De um lado, o manicômio judiciário, instituição onde homens e mulheres com
transtornos mentais são recolhidos e mantidos enquanto não cessar a sua periculosidade.
Como na maioria dos casos o transtorno é crônico, essas pessoas acabam por permanecer
por anos a fio, quando não por toda a vida, internados nesses espaços que de terapêuticos
pouco ou nada têm. O jovem paciente em questão estava numa instituição assim, no Estado
do Paraná.
De outro lado, o tratamento focado na reinserção social do paciente, onde a
internação é exceção à regra, sendo a liberdade, aliás, importante instrumento terapêutico
para a obtenção da inclusão do paciente à família e à sociedade. Assim funciona o PAILI,
na Capital goiana.
Entretanto, há no senso comum a idéia de que o louco infrator deve “pagar
pelo que fez”, preferencialmente excluído do convívio social pelo resto da vida, no
manicômio judiciário, que seria o seu lugar. Tal pensamento parte da idéia de que houve
uma condenação a ser cumprida no manicômio. Ledo, porém fundamental, engano.

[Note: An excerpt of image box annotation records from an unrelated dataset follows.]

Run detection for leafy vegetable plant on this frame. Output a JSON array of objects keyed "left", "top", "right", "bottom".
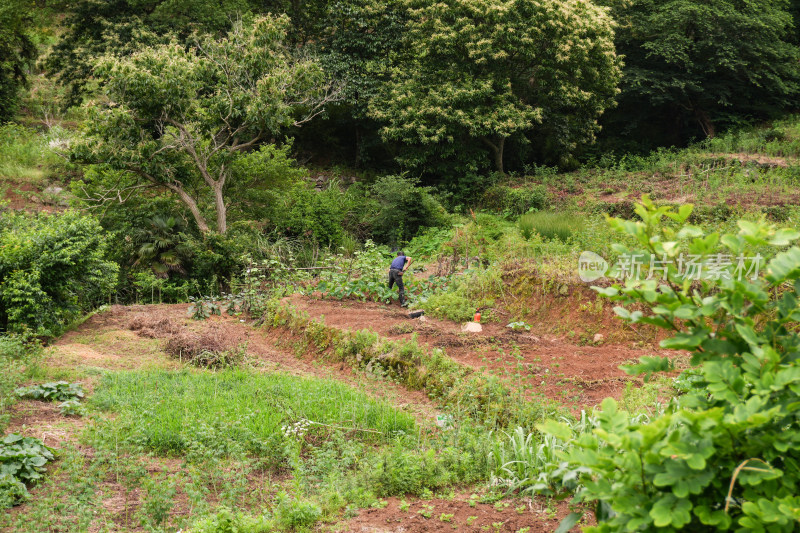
[
  {"left": 0, "top": 433, "right": 53, "bottom": 508},
  {"left": 542, "top": 196, "right": 800, "bottom": 532},
  {"left": 15, "top": 381, "right": 83, "bottom": 402}
]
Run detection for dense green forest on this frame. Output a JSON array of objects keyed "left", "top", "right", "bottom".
[{"left": 0, "top": 0, "right": 800, "bottom": 533}]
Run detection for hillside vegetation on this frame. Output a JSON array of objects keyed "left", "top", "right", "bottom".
[{"left": 0, "top": 0, "right": 800, "bottom": 533}]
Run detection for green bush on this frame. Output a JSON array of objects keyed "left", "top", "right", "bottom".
[
  {"left": 0, "top": 433, "right": 54, "bottom": 509},
  {"left": 275, "top": 492, "right": 322, "bottom": 531},
  {"left": 188, "top": 507, "right": 274, "bottom": 533},
  {"left": 0, "top": 336, "right": 41, "bottom": 433},
  {"left": 0, "top": 212, "right": 118, "bottom": 336},
  {"left": 517, "top": 211, "right": 583, "bottom": 241},
  {"left": 481, "top": 185, "right": 550, "bottom": 216},
  {"left": 0, "top": 472, "right": 30, "bottom": 509},
  {"left": 545, "top": 196, "right": 800, "bottom": 532},
  {"left": 370, "top": 176, "right": 449, "bottom": 245},
  {"left": 14, "top": 381, "right": 83, "bottom": 402},
  {"left": 419, "top": 292, "right": 477, "bottom": 322}
]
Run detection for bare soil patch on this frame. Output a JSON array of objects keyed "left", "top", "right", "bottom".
[
  {"left": 290, "top": 296, "right": 674, "bottom": 408},
  {"left": 335, "top": 494, "right": 580, "bottom": 533}
]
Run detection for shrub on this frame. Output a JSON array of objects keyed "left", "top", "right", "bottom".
[
  {"left": 275, "top": 492, "right": 322, "bottom": 531},
  {"left": 14, "top": 381, "right": 83, "bottom": 402},
  {"left": 419, "top": 292, "right": 476, "bottom": 322},
  {"left": 0, "top": 472, "right": 29, "bottom": 509},
  {"left": 0, "top": 212, "right": 118, "bottom": 336},
  {"left": 481, "top": 185, "right": 550, "bottom": 216},
  {"left": 189, "top": 507, "right": 274, "bottom": 533},
  {"left": 518, "top": 211, "right": 583, "bottom": 241},
  {"left": 370, "top": 176, "right": 448, "bottom": 245},
  {"left": 0, "top": 433, "right": 54, "bottom": 509},
  {"left": 551, "top": 196, "right": 800, "bottom": 532}
]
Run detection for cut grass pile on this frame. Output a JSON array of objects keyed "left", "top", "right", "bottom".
[
  {"left": 519, "top": 211, "right": 583, "bottom": 242},
  {"left": 92, "top": 370, "right": 416, "bottom": 455}
]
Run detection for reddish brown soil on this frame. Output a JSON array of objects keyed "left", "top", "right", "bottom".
[
  {"left": 55, "top": 304, "right": 437, "bottom": 421},
  {"left": 9, "top": 302, "right": 653, "bottom": 532},
  {"left": 336, "top": 494, "right": 580, "bottom": 533},
  {"left": 291, "top": 296, "right": 674, "bottom": 408}
]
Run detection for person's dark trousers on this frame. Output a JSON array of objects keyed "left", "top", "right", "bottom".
[{"left": 389, "top": 268, "right": 406, "bottom": 305}]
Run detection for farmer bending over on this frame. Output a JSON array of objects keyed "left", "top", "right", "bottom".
[{"left": 389, "top": 252, "right": 411, "bottom": 306}]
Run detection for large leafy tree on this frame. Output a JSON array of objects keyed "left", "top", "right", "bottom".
[
  {"left": 370, "top": 0, "right": 619, "bottom": 172},
  {"left": 609, "top": 0, "right": 800, "bottom": 142},
  {"left": 45, "top": 0, "right": 260, "bottom": 105},
  {"left": 72, "top": 16, "right": 338, "bottom": 233},
  {"left": 0, "top": 0, "right": 37, "bottom": 123}
]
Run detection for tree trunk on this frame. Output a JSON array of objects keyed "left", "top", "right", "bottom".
[
  {"left": 481, "top": 137, "right": 506, "bottom": 174},
  {"left": 693, "top": 107, "right": 717, "bottom": 138},
  {"left": 167, "top": 185, "right": 211, "bottom": 233},
  {"left": 214, "top": 180, "right": 228, "bottom": 234}
]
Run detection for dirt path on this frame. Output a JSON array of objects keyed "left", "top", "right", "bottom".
[
  {"left": 333, "top": 493, "right": 579, "bottom": 533},
  {"left": 45, "top": 304, "right": 438, "bottom": 423},
  {"left": 290, "top": 295, "right": 674, "bottom": 407}
]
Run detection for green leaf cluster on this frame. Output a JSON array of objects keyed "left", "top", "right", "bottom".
[
  {"left": 369, "top": 0, "right": 620, "bottom": 172},
  {"left": 0, "top": 433, "right": 54, "bottom": 509},
  {"left": 0, "top": 212, "right": 118, "bottom": 336},
  {"left": 544, "top": 196, "right": 800, "bottom": 532},
  {"left": 14, "top": 381, "right": 83, "bottom": 402}
]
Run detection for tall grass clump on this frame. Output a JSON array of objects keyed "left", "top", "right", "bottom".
[
  {"left": 517, "top": 211, "right": 583, "bottom": 242},
  {"left": 0, "top": 124, "right": 62, "bottom": 183},
  {"left": 0, "top": 335, "right": 41, "bottom": 435},
  {"left": 91, "top": 370, "right": 416, "bottom": 455}
]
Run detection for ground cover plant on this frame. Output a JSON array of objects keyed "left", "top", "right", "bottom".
[
  {"left": 14, "top": 381, "right": 83, "bottom": 402},
  {"left": 545, "top": 197, "right": 800, "bottom": 531},
  {"left": 0, "top": 433, "right": 54, "bottom": 509},
  {"left": 0, "top": 0, "right": 800, "bottom": 533}
]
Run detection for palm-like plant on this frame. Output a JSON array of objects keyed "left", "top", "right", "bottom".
[{"left": 133, "top": 215, "right": 189, "bottom": 278}]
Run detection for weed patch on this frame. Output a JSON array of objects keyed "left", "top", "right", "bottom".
[{"left": 263, "top": 301, "right": 558, "bottom": 427}]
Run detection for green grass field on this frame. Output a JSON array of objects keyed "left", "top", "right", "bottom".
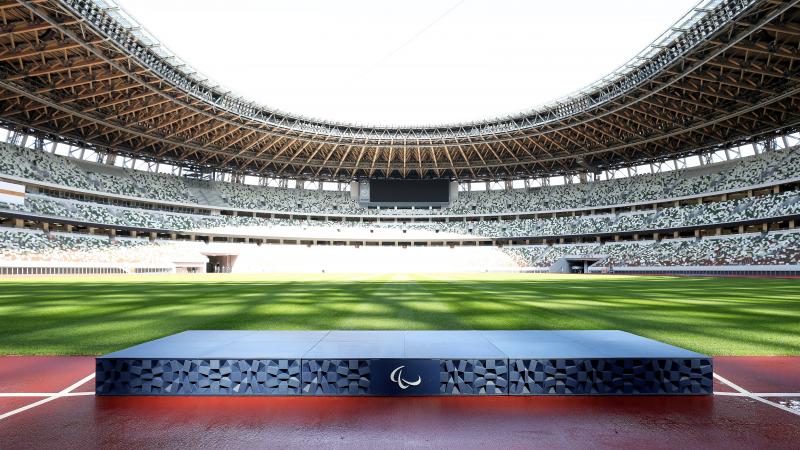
[{"left": 0, "top": 274, "right": 800, "bottom": 355}]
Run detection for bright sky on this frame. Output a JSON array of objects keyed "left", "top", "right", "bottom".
[{"left": 112, "top": 0, "right": 697, "bottom": 125}]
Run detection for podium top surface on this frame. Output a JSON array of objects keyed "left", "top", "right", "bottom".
[{"left": 100, "top": 330, "right": 707, "bottom": 359}]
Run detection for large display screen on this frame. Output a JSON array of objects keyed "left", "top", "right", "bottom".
[{"left": 369, "top": 180, "right": 450, "bottom": 203}]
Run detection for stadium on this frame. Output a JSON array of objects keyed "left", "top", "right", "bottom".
[{"left": 0, "top": 0, "right": 800, "bottom": 448}]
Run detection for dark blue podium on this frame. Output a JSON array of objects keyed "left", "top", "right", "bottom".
[{"left": 96, "top": 330, "right": 713, "bottom": 396}]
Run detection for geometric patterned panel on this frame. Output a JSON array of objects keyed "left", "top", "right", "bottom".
[
  {"left": 302, "top": 359, "right": 371, "bottom": 395},
  {"left": 95, "top": 359, "right": 300, "bottom": 395},
  {"left": 439, "top": 359, "right": 508, "bottom": 395},
  {"left": 509, "top": 358, "right": 713, "bottom": 395}
]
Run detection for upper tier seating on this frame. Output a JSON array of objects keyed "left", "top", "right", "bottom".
[
  {"left": 0, "top": 144, "right": 800, "bottom": 215},
  {"left": 0, "top": 191, "right": 800, "bottom": 239}
]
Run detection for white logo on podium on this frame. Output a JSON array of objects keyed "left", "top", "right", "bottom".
[{"left": 389, "top": 366, "right": 422, "bottom": 390}]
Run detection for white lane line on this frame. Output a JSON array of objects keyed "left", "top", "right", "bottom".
[
  {"left": 714, "top": 392, "right": 800, "bottom": 397},
  {"left": 0, "top": 392, "right": 94, "bottom": 398},
  {"left": 714, "top": 373, "right": 800, "bottom": 416},
  {"left": 0, "top": 373, "right": 94, "bottom": 420}
]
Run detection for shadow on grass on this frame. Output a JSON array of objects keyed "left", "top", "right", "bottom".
[{"left": 0, "top": 277, "right": 800, "bottom": 355}]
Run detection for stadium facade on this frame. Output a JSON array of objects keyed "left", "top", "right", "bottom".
[{"left": 0, "top": 0, "right": 800, "bottom": 274}]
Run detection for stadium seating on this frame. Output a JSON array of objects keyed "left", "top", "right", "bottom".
[
  {"left": 0, "top": 191, "right": 800, "bottom": 239},
  {"left": 0, "top": 144, "right": 800, "bottom": 216}
]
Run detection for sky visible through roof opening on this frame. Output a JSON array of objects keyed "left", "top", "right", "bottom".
[{"left": 112, "top": 0, "right": 697, "bottom": 126}]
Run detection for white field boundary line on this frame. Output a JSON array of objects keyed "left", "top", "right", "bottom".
[
  {"left": 714, "top": 373, "right": 800, "bottom": 416},
  {"left": 0, "top": 373, "right": 94, "bottom": 420}
]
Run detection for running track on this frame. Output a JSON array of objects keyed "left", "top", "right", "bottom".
[{"left": 0, "top": 356, "right": 800, "bottom": 450}]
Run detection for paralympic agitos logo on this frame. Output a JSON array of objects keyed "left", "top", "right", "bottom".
[{"left": 389, "top": 366, "right": 422, "bottom": 390}]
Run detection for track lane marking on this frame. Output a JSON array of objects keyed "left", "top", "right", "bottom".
[
  {"left": 0, "top": 372, "right": 94, "bottom": 420},
  {"left": 0, "top": 391, "right": 94, "bottom": 398},
  {"left": 714, "top": 373, "right": 800, "bottom": 416}
]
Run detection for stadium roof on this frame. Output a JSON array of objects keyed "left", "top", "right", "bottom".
[{"left": 0, "top": 0, "right": 800, "bottom": 180}]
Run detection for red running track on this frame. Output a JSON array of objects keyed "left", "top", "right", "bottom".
[{"left": 0, "top": 357, "right": 800, "bottom": 450}]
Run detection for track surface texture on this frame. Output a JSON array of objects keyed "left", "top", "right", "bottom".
[{"left": 0, "top": 356, "right": 800, "bottom": 450}]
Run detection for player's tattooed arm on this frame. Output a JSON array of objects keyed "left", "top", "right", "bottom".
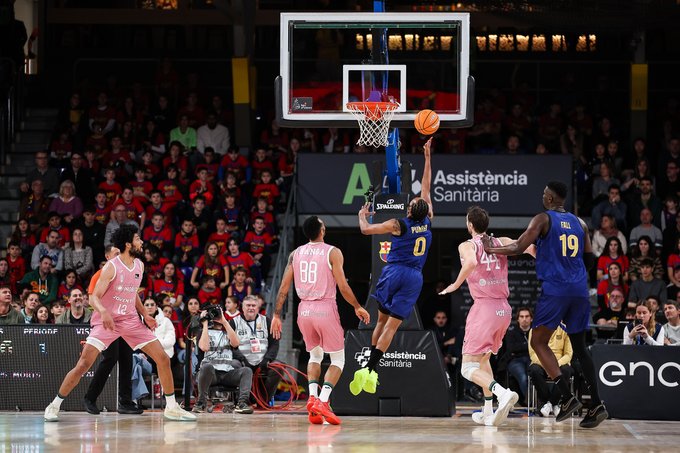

O louco infrator não é um condenado, como o são aquelas pessoas que
cumprem suas penas nas penitenciárias. Pelo contrário, a sentença do juiz é de absolvição.
Sim, o juiz declara inocente o louco justamente por conta da sua incapacidade de
compreender a ilicitude da própria conduta.
Acontece que quando era tida como legal e normal a internação em
manicômios, a absolvição se convertia, na prática, em indefinida ou eterna privação da
liberdade. Prisão perpétua para uma pessoa declarada inocente. Daí o entendimento hoje
cristalizado no senso comum de que o louco infrator deve expiar um castigo e cumprir uma
sanção penal.
Essa prática da internação em manicômio, todavia, tornou-se ilegal com a
edição da Lei n° 10.216/2001, não sem razão conhecida como Lei Antimanicomial , que
passou a proibir a internação em unidades com características asilares, dentre outras
disposições que vieram humanizar a atenção em saúde mental no Brasil.
Desde então, pois, a prática costumeira de prender os loucos em manicômios
judiciários não mais tem sustentação jurídica. A internação deixa de ter a periculosidade
como fundamento, podendo ser utilizada, sim, mas apenas quando houver a indicação
clínica dessa medida e quando os recursos extra-hospitalares se mostrarem insuficientes,
dando-se prioridade para o atendimento em serviços comunitários de saúde mental , como
diz a Lei.
O PAILI nasceu em 2006 com essa nova perspectiva e a experiência tem
mostrado, em resultados quantitativos e qualitativos, o acerto da mudança legislativa de
2001. Em seis anos de funcionamento, mais de 300 pacientes judiciários acompanhados,
com inúmeros casos de restauração de vidas e de famílias, e com baixíssimos índices de
reincidência, sem nenhum caso de novo homicídio praticado por paciente ligado ao
Programa no período, muito embora essa possibilidade esteja sempre presente.
Se os defensores do manicômio temem a periculosidade da pessoa com
transtorno mental, os usuários do PAILI demonstram que vale a pena correr o risco de se
apostar na liberdade como um excelente recurso terapêutico.